No interest deduction after intra-group transfer of real estate
Within the group company A transfers real estate to company B against a receivable. By using a fiscal unity (group taxation rules) the group did not to have to pay tax on the capital gain.
Later company A moves to Aruba, where it does not have to pay any tax.
Court The Hague rules that after such a transaction the interest that B pays to A is not deductible, because the group did not pay tax on the capital gain at the time of the transaction and A receives the interest tax free.
Court The Hague rules that the consequence (no interest deduction) of this real estate transaction should be the same as for intra-group transfer of companies for which the interest deduction jurisprudence are converted into law (anti-abuse provisions).
The fact that B pays tax on the real estate income, including the capital gain, makes no difference according to the court. This is because accepting an interest deduction would mean that groups can deduct interest and thus avoid taxation whenever they like by doing such transactions after which effectively nothing has changed.
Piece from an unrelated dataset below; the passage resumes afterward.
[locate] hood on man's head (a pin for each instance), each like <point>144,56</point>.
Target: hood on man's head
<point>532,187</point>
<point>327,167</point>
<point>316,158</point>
Since A pays no tax on the interest income it is the opinion of the Court The Hague that B cannot deduct the interest because of it conflicts with the purpose and scope of the law.
Besides the general rules for interest deduction (like thincap) groups should take into account that after intra-group transfers of assets in general the interest is only deductible in case things have changed substantially or tax is due on the interest received.
A remarkable court ruling for which I am wondering whether the Supreme Court will have a change to give their opinion.